The Beatles had a great deal of mythology and urban legend built around them. It was a parlor game for any fan of any band in the age before the internet. A rumor would start and develop, and be told from record store employees, radio disc jockeys, and a friend whose cousin's brother knew a guy, and it would spin out from there. The Beatles had a great deal of that when the band was together, and it really built up after they split up in a frantic quest for them to maybe get back together. Among those urban legends was a very, very persistent one that the Beatles had actually gotten back together in a secret reunion. Not only that, but they had released an album of new material without telling anyone that it was the Beatles.
Such a fate befell the band Klaatu, and their album
3:47 EST. They were not the only band, nor the only album to get this reaction, but they were the biggest result of that perpetual rumor. The album was not forthcoming with information, but it sounded like the Beatles so people believed it was the Beatles. Based on the rumors alone, record sales and word of mouth were enormous. And then the reality came crashing down.

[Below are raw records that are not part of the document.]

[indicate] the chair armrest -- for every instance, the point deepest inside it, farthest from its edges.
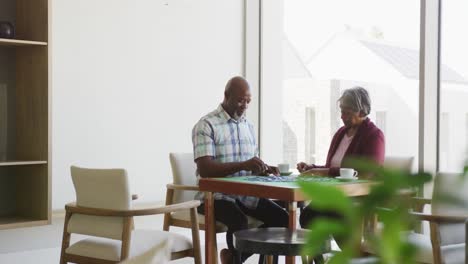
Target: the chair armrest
(439, 218)
(182, 187)
(73, 208)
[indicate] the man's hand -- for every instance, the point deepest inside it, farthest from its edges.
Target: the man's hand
(273, 170)
(302, 166)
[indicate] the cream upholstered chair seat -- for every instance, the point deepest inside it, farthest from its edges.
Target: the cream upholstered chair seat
(141, 241)
(446, 241)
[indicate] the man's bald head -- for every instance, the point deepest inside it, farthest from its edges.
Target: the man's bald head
(236, 97)
(235, 85)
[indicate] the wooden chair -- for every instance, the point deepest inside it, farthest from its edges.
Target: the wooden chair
(446, 243)
(184, 188)
(103, 212)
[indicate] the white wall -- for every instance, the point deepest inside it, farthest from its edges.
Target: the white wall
(131, 78)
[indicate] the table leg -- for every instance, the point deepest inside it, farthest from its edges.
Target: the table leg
(210, 255)
(292, 206)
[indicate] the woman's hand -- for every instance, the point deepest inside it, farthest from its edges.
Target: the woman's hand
(302, 166)
(273, 170)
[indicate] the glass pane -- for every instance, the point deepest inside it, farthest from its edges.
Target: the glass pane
(453, 122)
(329, 46)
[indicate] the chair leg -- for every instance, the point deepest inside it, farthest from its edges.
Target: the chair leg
(65, 238)
(126, 238)
(319, 259)
(195, 236)
(167, 216)
(215, 242)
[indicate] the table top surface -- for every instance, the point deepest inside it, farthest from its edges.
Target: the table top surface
(278, 187)
(286, 181)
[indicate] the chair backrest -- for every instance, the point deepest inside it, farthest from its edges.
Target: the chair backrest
(446, 187)
(400, 163)
(104, 189)
(184, 171)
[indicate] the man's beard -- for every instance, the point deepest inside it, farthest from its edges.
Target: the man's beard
(237, 116)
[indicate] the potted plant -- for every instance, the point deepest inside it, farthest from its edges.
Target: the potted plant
(387, 193)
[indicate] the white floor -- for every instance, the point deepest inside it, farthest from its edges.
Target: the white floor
(41, 245)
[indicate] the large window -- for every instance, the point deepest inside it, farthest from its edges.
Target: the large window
(453, 121)
(329, 46)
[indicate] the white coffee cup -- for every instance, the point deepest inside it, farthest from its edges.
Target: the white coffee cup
(348, 173)
(283, 167)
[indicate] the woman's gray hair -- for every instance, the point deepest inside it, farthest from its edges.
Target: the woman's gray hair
(357, 98)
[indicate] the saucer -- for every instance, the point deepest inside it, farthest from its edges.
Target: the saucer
(346, 179)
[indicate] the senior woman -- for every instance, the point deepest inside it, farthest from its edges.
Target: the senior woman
(359, 137)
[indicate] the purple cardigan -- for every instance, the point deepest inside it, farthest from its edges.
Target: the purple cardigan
(368, 142)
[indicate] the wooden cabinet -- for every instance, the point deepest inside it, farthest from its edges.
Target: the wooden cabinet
(25, 179)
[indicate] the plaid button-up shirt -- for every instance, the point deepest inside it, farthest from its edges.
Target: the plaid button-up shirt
(226, 140)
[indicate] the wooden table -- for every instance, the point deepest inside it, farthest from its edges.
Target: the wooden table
(284, 191)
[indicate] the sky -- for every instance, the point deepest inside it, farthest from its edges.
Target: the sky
(309, 23)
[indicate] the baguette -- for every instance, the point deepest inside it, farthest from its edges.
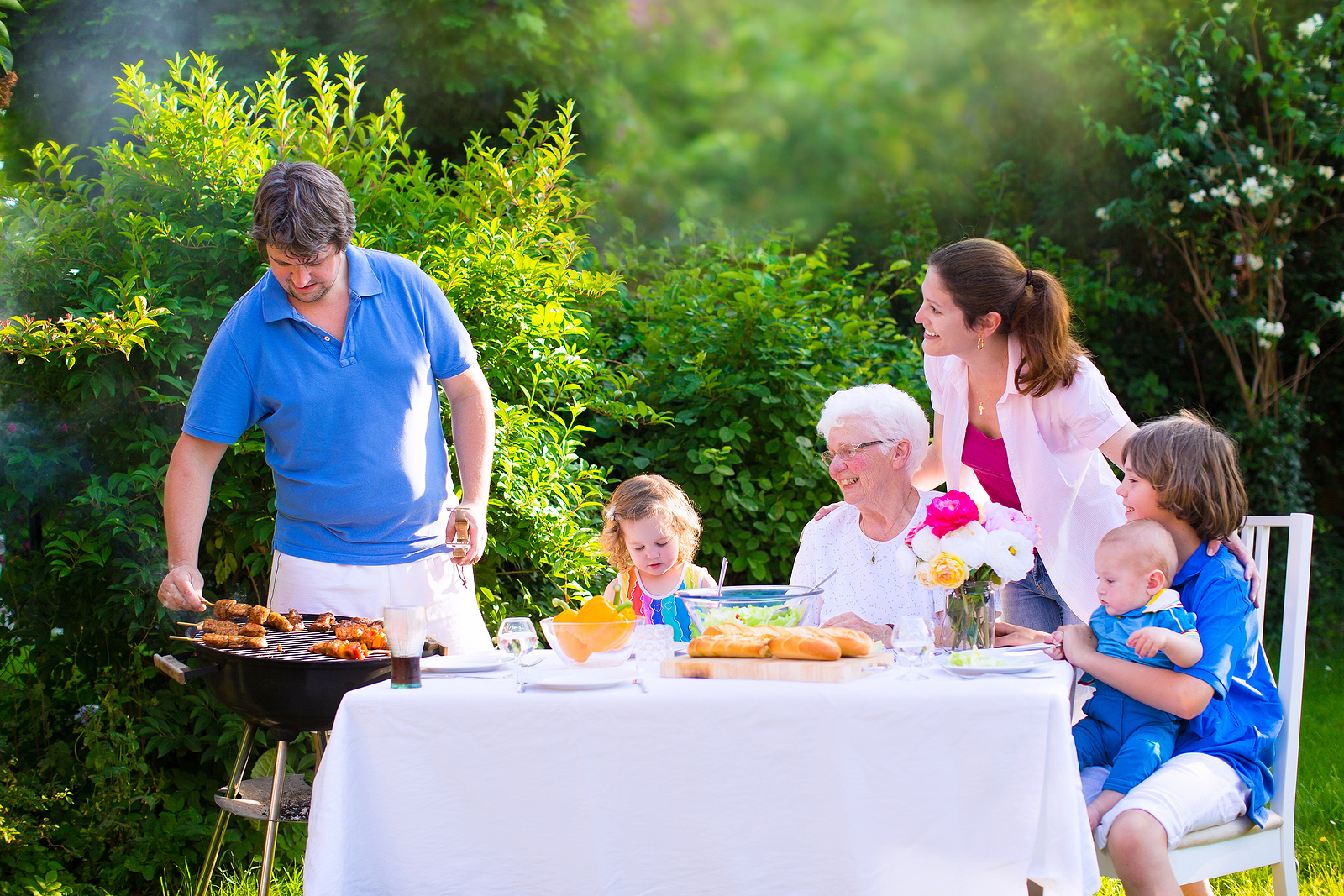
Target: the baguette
(730, 645)
(853, 642)
(804, 647)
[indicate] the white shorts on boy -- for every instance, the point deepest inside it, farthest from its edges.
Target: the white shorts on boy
(313, 586)
(1189, 792)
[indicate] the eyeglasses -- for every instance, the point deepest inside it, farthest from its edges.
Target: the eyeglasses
(848, 452)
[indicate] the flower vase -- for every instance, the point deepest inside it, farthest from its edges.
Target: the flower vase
(971, 617)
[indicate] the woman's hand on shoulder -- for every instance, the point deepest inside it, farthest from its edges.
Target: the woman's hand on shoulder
(859, 624)
(1242, 553)
(827, 510)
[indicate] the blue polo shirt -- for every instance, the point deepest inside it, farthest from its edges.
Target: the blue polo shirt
(353, 426)
(1243, 718)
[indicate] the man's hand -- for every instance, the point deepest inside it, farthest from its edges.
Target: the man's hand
(1148, 642)
(181, 589)
(476, 528)
(851, 621)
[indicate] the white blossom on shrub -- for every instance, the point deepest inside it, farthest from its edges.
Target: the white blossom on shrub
(1256, 192)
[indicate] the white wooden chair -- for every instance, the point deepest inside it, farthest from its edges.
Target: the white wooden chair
(1241, 846)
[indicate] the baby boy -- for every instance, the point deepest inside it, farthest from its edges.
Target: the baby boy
(1140, 620)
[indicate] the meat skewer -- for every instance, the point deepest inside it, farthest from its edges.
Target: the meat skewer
(340, 649)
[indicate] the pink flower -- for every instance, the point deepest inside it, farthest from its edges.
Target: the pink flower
(951, 511)
(1005, 517)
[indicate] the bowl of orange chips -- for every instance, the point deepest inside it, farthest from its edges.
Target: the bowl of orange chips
(591, 637)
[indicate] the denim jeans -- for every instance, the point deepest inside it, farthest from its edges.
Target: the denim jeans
(1032, 602)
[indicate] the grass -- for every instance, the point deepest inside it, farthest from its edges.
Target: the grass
(1320, 806)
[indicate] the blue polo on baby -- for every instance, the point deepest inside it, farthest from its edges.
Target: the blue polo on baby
(1121, 732)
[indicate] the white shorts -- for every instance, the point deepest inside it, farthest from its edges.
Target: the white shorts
(1189, 792)
(313, 586)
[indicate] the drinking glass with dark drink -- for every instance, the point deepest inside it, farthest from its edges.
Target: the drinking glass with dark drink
(517, 638)
(405, 629)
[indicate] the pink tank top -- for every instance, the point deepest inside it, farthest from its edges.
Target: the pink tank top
(990, 459)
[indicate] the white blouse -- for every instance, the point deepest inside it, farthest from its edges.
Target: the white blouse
(869, 584)
(1065, 483)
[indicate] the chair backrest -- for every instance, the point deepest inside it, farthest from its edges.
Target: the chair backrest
(1292, 658)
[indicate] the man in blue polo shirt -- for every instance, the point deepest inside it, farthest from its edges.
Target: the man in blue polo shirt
(338, 355)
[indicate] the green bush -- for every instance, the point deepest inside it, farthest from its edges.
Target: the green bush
(741, 342)
(124, 277)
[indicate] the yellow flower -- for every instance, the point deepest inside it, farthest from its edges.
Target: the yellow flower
(942, 571)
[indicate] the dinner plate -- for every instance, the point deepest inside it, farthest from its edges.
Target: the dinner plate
(1018, 664)
(484, 661)
(582, 679)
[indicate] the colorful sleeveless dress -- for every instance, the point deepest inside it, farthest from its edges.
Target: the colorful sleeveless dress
(662, 610)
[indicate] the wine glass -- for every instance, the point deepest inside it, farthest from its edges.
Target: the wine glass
(913, 641)
(517, 638)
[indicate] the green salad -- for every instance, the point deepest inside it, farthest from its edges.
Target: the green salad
(752, 616)
(976, 660)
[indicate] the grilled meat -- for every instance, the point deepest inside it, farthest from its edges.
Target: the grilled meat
(340, 649)
(234, 641)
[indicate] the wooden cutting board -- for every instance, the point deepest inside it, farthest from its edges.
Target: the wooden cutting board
(773, 669)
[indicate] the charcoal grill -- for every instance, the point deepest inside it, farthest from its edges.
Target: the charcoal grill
(284, 692)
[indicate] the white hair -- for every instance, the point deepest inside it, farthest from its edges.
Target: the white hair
(893, 416)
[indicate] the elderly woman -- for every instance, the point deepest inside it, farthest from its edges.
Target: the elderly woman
(877, 437)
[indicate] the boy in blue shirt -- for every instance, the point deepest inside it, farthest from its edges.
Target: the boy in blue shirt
(1140, 620)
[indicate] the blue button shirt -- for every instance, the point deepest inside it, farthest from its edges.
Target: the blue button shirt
(354, 432)
(1243, 718)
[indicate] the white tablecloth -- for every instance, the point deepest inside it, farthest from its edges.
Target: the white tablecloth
(702, 788)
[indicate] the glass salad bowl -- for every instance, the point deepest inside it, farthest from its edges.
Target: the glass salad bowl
(752, 605)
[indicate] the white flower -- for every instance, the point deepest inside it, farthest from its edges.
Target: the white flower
(927, 544)
(906, 560)
(1010, 555)
(1256, 192)
(971, 543)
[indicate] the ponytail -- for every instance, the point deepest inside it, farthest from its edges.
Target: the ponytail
(985, 275)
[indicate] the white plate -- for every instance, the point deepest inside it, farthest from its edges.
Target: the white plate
(582, 679)
(484, 661)
(1016, 665)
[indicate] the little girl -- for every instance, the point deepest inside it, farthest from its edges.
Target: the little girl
(651, 535)
(1182, 472)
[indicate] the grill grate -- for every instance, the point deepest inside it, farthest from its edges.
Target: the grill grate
(293, 647)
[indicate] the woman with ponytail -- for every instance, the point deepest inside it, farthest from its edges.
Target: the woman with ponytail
(1023, 412)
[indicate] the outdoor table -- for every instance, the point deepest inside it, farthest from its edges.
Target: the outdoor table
(703, 786)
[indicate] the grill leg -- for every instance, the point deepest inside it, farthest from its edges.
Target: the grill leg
(319, 747)
(277, 790)
(217, 841)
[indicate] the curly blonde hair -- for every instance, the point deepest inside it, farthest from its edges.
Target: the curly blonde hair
(638, 499)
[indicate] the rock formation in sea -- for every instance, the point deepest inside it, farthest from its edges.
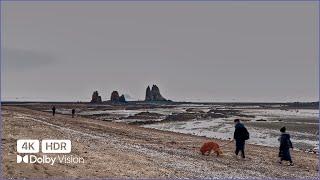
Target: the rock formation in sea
(154, 94)
(115, 98)
(122, 99)
(96, 98)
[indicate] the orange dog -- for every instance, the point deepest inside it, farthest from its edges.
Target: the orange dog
(209, 146)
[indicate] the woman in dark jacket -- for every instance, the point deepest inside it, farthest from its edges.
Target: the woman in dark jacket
(285, 145)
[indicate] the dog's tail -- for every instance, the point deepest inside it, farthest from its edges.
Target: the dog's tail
(226, 143)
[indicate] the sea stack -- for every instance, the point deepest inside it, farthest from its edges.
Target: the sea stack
(115, 98)
(154, 94)
(96, 98)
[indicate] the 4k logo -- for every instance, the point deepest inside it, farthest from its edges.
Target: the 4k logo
(24, 159)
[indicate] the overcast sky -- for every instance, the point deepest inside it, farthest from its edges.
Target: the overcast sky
(194, 51)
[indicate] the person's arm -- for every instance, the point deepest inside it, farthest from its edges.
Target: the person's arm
(236, 133)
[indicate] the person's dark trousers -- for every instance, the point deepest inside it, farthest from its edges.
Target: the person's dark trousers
(240, 147)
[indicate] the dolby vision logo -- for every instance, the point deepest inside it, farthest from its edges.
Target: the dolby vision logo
(24, 159)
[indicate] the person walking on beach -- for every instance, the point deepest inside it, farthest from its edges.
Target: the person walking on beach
(285, 145)
(53, 110)
(240, 135)
(73, 112)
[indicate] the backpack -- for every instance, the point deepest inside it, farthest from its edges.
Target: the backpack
(246, 134)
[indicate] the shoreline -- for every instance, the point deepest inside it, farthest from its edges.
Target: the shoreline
(120, 150)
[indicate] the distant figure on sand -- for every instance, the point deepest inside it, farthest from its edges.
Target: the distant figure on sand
(285, 145)
(73, 112)
(53, 110)
(240, 135)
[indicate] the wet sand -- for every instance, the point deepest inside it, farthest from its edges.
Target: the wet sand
(119, 150)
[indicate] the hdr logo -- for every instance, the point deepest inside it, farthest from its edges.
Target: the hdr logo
(24, 159)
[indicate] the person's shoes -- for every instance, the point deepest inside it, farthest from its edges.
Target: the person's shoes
(291, 164)
(235, 157)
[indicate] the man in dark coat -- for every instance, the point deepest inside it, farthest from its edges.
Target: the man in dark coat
(53, 110)
(73, 111)
(241, 134)
(285, 145)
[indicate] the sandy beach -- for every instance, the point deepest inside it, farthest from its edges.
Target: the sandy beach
(120, 150)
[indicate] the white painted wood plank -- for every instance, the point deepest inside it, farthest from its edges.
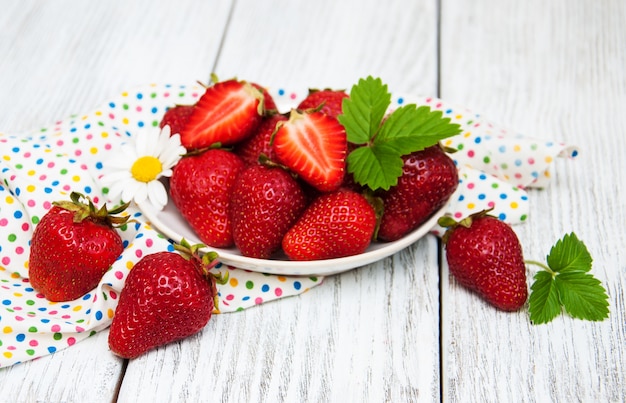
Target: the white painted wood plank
(553, 70)
(67, 57)
(367, 335)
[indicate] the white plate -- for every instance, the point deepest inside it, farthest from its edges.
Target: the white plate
(170, 222)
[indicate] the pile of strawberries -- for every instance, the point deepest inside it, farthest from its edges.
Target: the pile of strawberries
(267, 182)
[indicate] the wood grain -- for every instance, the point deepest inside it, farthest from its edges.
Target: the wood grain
(401, 329)
(68, 57)
(554, 71)
(367, 335)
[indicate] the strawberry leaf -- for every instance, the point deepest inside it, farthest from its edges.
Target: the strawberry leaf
(379, 167)
(364, 110)
(410, 129)
(569, 254)
(566, 282)
(582, 295)
(405, 130)
(543, 303)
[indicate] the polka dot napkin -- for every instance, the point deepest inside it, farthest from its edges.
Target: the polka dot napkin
(42, 166)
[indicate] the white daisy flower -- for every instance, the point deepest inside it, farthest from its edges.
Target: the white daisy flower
(134, 173)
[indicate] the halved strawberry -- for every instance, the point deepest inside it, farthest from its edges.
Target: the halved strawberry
(314, 146)
(228, 112)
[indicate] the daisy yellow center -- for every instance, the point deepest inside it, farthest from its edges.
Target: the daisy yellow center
(146, 169)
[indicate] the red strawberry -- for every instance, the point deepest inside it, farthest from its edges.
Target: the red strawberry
(260, 142)
(167, 297)
(266, 202)
(485, 255)
(428, 179)
(228, 112)
(335, 225)
(330, 101)
(176, 117)
(313, 146)
(200, 187)
(72, 247)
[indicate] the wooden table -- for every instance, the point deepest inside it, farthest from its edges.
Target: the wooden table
(401, 329)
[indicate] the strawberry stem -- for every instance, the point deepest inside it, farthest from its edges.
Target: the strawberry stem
(540, 264)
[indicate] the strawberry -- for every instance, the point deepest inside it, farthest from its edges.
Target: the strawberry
(260, 142)
(167, 296)
(328, 101)
(266, 202)
(429, 177)
(200, 187)
(72, 247)
(176, 118)
(313, 145)
(485, 255)
(227, 112)
(334, 225)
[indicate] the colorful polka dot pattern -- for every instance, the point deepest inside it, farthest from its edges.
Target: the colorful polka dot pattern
(46, 165)
(495, 165)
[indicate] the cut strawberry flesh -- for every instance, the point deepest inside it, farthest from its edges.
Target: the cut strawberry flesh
(228, 112)
(313, 146)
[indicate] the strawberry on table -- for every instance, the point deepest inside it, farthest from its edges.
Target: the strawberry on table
(328, 101)
(429, 177)
(228, 112)
(266, 202)
(72, 247)
(334, 225)
(200, 187)
(485, 255)
(167, 296)
(313, 145)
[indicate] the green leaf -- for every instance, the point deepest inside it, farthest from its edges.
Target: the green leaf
(566, 282)
(377, 167)
(405, 130)
(543, 303)
(582, 295)
(364, 110)
(569, 254)
(409, 129)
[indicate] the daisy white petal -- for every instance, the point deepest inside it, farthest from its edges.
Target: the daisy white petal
(115, 176)
(157, 194)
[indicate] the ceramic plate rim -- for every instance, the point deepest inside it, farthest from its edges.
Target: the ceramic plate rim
(289, 267)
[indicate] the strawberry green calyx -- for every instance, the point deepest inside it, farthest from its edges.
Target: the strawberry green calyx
(84, 210)
(450, 223)
(204, 264)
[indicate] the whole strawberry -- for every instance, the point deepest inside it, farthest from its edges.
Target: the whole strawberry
(167, 296)
(266, 202)
(176, 118)
(334, 225)
(200, 187)
(72, 247)
(485, 255)
(429, 177)
(328, 101)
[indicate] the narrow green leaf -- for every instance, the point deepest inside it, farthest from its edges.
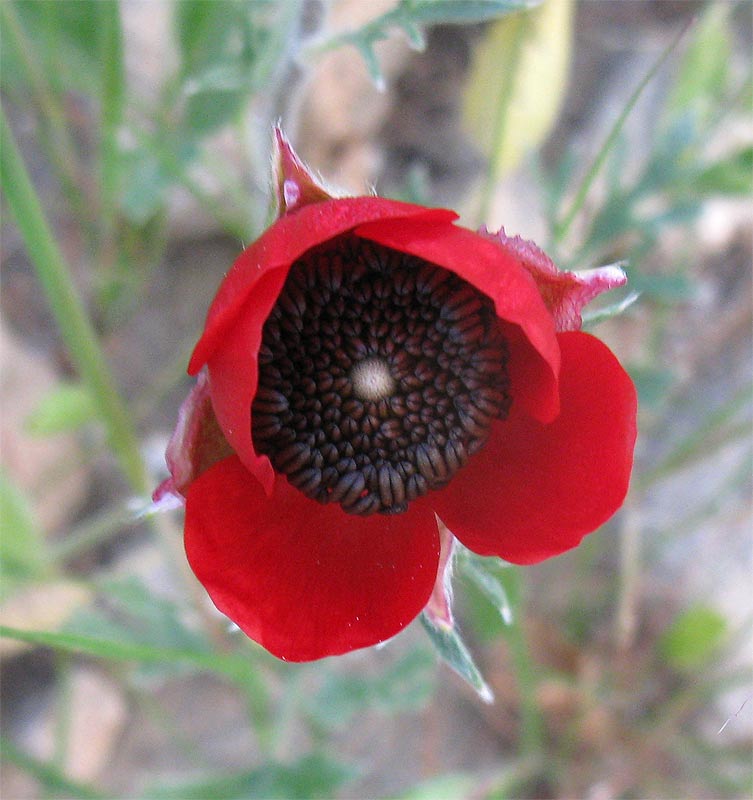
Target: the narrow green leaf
(516, 87)
(461, 12)
(406, 684)
(312, 776)
(21, 545)
(202, 30)
(48, 775)
(75, 327)
(490, 585)
(445, 787)
(114, 650)
(563, 225)
(131, 613)
(453, 651)
(704, 67)
(693, 638)
(732, 175)
(65, 408)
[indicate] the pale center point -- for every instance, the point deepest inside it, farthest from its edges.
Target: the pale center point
(371, 379)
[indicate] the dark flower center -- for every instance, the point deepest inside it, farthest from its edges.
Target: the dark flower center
(379, 376)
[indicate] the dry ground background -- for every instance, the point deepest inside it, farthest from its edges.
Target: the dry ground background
(620, 720)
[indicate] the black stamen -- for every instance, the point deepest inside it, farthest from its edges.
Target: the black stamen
(379, 376)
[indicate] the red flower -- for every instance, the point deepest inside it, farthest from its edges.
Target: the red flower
(367, 367)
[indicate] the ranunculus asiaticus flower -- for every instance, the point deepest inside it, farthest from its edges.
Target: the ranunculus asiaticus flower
(367, 368)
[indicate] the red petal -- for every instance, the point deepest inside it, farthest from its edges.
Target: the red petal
(302, 579)
(232, 336)
(284, 242)
(295, 183)
(565, 293)
(197, 441)
(535, 490)
(499, 275)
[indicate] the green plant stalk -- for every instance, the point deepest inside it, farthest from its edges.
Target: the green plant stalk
(47, 774)
(111, 112)
(75, 327)
(562, 227)
(60, 149)
(531, 739)
(507, 80)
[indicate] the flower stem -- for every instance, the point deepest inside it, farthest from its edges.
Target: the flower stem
(531, 740)
(75, 326)
(520, 24)
(111, 106)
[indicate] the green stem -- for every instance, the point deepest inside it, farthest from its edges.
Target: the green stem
(111, 108)
(55, 135)
(75, 327)
(531, 722)
(520, 24)
(562, 227)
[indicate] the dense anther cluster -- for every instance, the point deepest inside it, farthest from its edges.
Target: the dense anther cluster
(379, 376)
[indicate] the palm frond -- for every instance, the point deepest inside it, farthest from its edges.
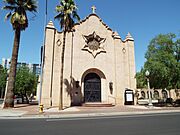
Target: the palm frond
(10, 2)
(9, 8)
(8, 15)
(67, 12)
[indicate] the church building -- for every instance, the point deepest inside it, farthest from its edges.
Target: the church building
(99, 66)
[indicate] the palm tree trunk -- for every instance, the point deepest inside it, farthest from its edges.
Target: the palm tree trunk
(62, 70)
(9, 94)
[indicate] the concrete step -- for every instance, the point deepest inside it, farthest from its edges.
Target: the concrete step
(97, 104)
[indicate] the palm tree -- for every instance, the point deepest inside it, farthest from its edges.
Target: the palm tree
(19, 21)
(67, 12)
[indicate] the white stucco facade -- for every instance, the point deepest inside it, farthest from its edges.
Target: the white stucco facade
(94, 54)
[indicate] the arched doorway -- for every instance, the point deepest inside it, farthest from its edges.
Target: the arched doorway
(92, 88)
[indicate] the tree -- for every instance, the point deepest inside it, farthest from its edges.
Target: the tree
(3, 79)
(67, 12)
(141, 79)
(163, 61)
(26, 82)
(19, 21)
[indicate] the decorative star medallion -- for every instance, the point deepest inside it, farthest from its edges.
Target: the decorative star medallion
(94, 44)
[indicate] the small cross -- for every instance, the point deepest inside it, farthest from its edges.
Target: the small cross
(93, 9)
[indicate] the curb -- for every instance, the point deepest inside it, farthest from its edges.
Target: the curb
(87, 115)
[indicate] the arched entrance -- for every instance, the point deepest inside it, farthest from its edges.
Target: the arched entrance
(92, 88)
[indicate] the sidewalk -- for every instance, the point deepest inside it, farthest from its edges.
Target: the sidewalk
(32, 111)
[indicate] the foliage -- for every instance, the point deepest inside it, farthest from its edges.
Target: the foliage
(3, 77)
(19, 21)
(141, 80)
(26, 81)
(18, 13)
(163, 62)
(67, 12)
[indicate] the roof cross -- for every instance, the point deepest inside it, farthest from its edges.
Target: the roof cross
(93, 9)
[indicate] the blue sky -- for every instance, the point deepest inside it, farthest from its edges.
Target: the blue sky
(144, 19)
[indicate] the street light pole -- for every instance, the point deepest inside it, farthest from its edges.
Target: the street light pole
(149, 92)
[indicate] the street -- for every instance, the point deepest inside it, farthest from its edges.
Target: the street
(149, 124)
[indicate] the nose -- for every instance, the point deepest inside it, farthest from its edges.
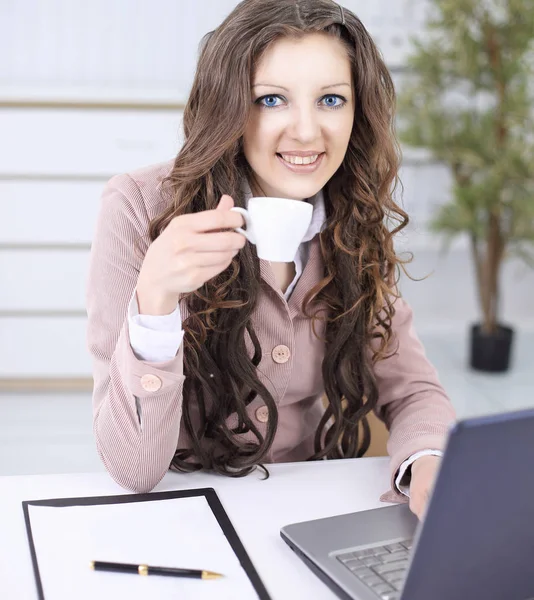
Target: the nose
(304, 126)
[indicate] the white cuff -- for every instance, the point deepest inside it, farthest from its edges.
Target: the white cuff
(403, 488)
(154, 338)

http://ledgernote.com/blog/interesting/klaatu-the-secret-band-as-good-as-the-beatles/
Of course, there is also the fact that Paul McCartney, at the height of Pop fame, actually
did release an album which was secretly done by himself. The album
Thrillington, however, failed to do much of anything. So that may be a drag on the idea. Albeit, that album was in the easy listening and jazz genre, and held neither the style nor the interest of Beatles or solo career fans.
What if the rumor had eventually come true? What if at some point in the 1970s, the Beatles had reunited, recorded an album, and released it in secret without indication in the album credits or cover art or anywhere else that it was the Beatles? What if, though not the Klaatu album, a story like that had ended with the result of "Yep, it was us" and kept going?